Decoding Pods Vs Containers | Docker Vs Kubernetes — Professional friendly.
Let’s decode the encoded.
What is the difference between a POD and a Container?
Pod does the same thing as container do. A pod can have one or more containers. Practically in the production environment — one pod has one container. Technically it can have any — called multi-container pods.
Now, What and How is Container created?
A Container is a microservice, a standard unit of software that packages up code and all its dependencies so the application runs quickly and reliably from one computing environment to another.
Dockerfile creates Docker image, Docker image creates Docker container.
In Docker, Dockerfile → Docker Image → Docker container.
Okay now, What and How is POD created?
A Pod represents a single instance of a running process in your cluster. You can consider a Pod to be a self-contained, isolated “logical host” that contains the systemic needs of the application it serves.
In K8s, Dockerfile → Docker Image → Docker container → Pod
That’s how containers are created in Docker, Pods are created in Kubernetes.
Now read the below definitions of Docker & Kubernetes, it all makes sense. Let me know if it did in the comment below.

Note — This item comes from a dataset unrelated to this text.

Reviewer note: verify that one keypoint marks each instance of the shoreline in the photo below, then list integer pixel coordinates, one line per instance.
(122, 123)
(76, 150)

Docker is an open-source containerization platform. It enables developers to package applications into containers — standardized executable components combining application source code with the operating system (OS) libraries and dependencies required to run that code in any environment.
Kubernetes is a portable, extensible, open-source platform for managing containerized workloads and services, that facilitates both declarative configuration and automation.